A 1998 research estimated approximately 400,000 children had a unilateral hearing loss due to injury or disease at the time. It’s safe to say this number has increased in that past two decades. The truth is single-sided hearing loss does occur and it brings with it complications.
What is Single-Sided hearing loss and What Makes It?
As the name implies, single-sided hearing loss suggests a reduction in hearing just in one ear. The hearing loss can be conductive, sensorineural or mixed. In intense instances, deep deafness is potential.
Reasons for premature hearing loss vary. It can be caused by injury, for instance, someone standing next to a gun fire on the left may end up with moderate or profound hearing loss in that ear. A disease may lead to this problem, as well, such as:
- Acoustic neuroma
- Waardenburg syndrome
Whatever the cause, an individual who has unilateral hearing needs to adapt to a different method of processing audio.
Direction of the Audio
The brain uses the ears almost just like a compass. It identifies the direction of sound based on which ear registers it initially and in the highest volume.
Together with the single-sided hearing loss, the sound is only going to come in one ear no matter what direction it comes from. If you have hearing in the left ear, your head will turn left to look for the noise even when the person speaking is on the right.
Pause for a minute and consider what that would be like. The sound would enter one side regardless of where what direction it comes from. How would you know where an individual talking to you personally is standing? Even if the hearing loss isn’t profound, sound direction is catchy.
Honing in on Sound
The brain also uses the ears to filter out background noise. It tells one ear, the one nearest to the sound you wish to concentrate on, to listen for a voice. Your other ear manages the background noises. This is why at a noisy restaurant, so you can still focus on the conversation at the table.
Without that tool, the brain gets confused. It’s unable to filter out background noises like a fan blowing, so that’s everything you hear.
The Ability to Multitask
The brain has a lot going on at any given time but having use of two ears enables it to multitask.
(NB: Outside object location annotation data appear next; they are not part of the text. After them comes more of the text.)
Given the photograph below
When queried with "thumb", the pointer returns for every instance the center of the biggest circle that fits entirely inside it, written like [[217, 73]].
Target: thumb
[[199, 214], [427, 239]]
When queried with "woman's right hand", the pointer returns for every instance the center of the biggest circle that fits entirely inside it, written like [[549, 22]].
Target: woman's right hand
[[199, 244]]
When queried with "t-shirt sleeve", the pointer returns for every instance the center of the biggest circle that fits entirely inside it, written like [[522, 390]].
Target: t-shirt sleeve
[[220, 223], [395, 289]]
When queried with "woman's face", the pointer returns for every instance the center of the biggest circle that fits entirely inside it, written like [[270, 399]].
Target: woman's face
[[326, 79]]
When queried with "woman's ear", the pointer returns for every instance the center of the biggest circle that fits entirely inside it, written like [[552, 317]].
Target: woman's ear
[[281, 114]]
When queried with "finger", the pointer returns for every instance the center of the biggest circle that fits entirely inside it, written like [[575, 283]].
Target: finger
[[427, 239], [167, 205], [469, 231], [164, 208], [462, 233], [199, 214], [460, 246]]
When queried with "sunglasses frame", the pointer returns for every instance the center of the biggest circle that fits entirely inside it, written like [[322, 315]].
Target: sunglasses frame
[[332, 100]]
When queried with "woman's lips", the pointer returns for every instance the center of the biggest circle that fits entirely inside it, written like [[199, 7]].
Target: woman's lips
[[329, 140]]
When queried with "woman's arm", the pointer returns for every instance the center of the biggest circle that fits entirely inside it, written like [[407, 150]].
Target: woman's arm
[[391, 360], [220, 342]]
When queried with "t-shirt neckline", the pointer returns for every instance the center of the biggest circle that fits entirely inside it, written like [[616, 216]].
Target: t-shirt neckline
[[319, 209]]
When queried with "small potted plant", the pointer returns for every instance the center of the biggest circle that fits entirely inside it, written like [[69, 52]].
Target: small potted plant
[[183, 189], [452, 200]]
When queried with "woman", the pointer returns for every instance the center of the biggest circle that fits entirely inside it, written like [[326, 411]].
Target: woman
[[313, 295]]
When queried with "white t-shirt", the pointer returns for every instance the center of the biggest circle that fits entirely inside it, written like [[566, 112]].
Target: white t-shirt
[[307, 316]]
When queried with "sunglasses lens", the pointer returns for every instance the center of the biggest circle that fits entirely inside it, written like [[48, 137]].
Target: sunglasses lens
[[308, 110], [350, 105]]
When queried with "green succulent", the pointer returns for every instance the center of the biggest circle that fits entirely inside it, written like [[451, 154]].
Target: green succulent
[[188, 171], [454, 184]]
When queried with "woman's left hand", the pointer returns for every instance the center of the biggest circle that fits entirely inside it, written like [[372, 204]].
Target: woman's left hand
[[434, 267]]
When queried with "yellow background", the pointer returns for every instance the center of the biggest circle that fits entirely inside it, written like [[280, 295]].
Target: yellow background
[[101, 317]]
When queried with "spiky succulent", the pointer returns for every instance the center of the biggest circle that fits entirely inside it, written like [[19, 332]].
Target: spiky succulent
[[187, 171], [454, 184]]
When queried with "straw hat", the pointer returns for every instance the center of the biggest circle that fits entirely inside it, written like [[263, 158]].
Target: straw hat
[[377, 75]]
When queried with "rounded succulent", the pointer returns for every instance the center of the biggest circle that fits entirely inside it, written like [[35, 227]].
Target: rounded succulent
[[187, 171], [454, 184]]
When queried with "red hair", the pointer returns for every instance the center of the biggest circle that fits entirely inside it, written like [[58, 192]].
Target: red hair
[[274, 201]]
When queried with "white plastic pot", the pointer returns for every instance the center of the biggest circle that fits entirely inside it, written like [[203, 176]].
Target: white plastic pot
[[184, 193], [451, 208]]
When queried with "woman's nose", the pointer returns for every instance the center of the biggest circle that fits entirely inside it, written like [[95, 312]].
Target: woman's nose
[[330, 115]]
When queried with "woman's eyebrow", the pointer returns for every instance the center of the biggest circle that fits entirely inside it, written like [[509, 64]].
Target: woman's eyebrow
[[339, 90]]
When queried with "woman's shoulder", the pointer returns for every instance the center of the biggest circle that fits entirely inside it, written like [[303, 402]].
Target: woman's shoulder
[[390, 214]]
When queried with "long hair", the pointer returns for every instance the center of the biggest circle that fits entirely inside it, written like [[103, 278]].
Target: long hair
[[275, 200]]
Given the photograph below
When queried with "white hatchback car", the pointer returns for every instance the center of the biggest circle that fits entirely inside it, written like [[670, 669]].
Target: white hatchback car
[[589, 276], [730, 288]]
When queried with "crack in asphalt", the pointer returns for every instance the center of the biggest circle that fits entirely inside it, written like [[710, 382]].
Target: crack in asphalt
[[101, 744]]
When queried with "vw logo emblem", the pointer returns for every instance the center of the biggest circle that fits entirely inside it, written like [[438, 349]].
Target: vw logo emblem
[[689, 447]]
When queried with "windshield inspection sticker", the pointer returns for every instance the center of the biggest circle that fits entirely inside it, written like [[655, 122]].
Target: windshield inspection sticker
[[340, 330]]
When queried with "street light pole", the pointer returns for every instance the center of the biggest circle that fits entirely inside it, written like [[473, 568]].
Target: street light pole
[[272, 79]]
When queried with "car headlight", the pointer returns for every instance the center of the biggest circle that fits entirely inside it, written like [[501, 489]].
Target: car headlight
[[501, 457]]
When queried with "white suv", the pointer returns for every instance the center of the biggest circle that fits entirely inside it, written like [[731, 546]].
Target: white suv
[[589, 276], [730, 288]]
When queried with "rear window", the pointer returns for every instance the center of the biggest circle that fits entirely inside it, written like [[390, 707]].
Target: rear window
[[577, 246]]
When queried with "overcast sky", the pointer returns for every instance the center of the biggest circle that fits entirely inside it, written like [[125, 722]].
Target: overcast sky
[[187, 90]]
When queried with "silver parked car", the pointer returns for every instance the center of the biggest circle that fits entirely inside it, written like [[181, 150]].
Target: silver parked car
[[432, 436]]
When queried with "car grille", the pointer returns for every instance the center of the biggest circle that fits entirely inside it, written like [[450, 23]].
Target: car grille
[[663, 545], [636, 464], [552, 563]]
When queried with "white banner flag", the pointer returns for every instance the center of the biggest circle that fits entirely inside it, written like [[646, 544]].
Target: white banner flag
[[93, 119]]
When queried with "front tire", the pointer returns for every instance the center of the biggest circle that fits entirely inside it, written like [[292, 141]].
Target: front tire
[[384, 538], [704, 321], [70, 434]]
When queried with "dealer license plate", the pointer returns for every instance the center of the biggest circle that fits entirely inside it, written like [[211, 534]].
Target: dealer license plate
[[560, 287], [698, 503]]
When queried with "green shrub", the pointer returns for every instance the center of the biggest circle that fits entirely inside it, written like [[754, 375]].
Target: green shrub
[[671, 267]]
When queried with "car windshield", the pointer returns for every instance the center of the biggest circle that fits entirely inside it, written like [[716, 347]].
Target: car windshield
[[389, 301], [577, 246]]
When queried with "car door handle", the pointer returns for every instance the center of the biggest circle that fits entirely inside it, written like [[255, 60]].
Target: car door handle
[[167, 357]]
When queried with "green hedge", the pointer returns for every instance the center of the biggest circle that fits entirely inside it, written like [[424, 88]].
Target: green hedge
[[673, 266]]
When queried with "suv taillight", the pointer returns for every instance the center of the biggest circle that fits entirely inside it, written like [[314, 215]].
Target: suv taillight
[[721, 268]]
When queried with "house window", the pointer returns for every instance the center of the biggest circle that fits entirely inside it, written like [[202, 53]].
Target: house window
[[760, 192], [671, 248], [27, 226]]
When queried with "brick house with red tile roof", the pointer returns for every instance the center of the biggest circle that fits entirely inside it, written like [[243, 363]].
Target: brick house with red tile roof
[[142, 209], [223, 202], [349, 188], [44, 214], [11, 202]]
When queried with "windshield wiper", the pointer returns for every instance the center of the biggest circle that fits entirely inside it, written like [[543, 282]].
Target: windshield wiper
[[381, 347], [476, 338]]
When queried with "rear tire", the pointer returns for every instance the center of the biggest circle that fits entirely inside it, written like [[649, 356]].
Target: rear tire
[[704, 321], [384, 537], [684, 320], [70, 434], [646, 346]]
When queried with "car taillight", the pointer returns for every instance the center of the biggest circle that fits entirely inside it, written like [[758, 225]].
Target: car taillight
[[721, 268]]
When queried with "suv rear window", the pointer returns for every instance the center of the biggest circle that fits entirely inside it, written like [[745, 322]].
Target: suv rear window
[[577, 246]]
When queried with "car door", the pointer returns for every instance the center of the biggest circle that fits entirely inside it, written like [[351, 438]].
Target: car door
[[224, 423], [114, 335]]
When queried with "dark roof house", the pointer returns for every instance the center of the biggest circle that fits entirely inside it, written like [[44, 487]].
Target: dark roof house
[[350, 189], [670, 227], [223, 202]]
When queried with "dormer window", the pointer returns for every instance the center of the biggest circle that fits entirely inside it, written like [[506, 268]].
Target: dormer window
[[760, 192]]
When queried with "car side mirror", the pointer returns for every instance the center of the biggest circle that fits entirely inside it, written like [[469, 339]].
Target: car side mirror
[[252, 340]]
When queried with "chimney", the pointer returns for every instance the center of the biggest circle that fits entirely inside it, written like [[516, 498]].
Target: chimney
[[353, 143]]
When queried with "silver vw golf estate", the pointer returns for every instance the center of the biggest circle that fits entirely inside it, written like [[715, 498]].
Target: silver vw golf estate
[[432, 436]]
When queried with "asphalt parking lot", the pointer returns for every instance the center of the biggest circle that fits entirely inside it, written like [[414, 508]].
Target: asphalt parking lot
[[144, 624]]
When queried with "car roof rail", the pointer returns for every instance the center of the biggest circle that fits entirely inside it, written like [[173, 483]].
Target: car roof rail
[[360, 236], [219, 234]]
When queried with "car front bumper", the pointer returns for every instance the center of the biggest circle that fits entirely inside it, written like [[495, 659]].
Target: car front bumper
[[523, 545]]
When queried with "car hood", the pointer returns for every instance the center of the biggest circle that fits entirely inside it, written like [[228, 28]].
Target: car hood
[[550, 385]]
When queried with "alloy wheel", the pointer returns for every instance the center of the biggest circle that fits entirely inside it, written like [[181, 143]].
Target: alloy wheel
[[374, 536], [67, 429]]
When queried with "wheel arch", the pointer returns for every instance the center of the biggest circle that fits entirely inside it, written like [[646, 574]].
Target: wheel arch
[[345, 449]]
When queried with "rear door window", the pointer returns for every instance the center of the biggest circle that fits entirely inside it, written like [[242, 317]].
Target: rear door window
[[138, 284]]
That is the reason you can sit and examine your social media sites while watching Netflix or talking with family. With just one functioning ear, the brain loses the ability to do one thing when listening. It has to prioritize between what you hear and what you see, so you usually lose out on the conversation taking place without you while you browse your newsfeed.
The Head Shadow Effect
The mind shadow effect clarifies how certain sounds are inaccessible to a person with a unilateral hearing loss. Low tones have long frequencies so that they bend enough to wrap around the mind and reach the ear. High pitches have shorter wavelengths and do not survive the trek.
If you’re standing next to an individual with a high pitched voice, then you may not know what they say unless you flip so the working ear is facing them. On the flip side, you may hear somebody with a deep voice just fine no matter what side they are on because they create longer sound waves that make it into either ear.
People with only slight hearing loss in only one ear tend to adapt. They learn quickly to turn their mind a certain way to hear a buddy speak, for instance. For people who battle with single-sided hearing loss, a hearing aid might be work round that returns their lateral hearing.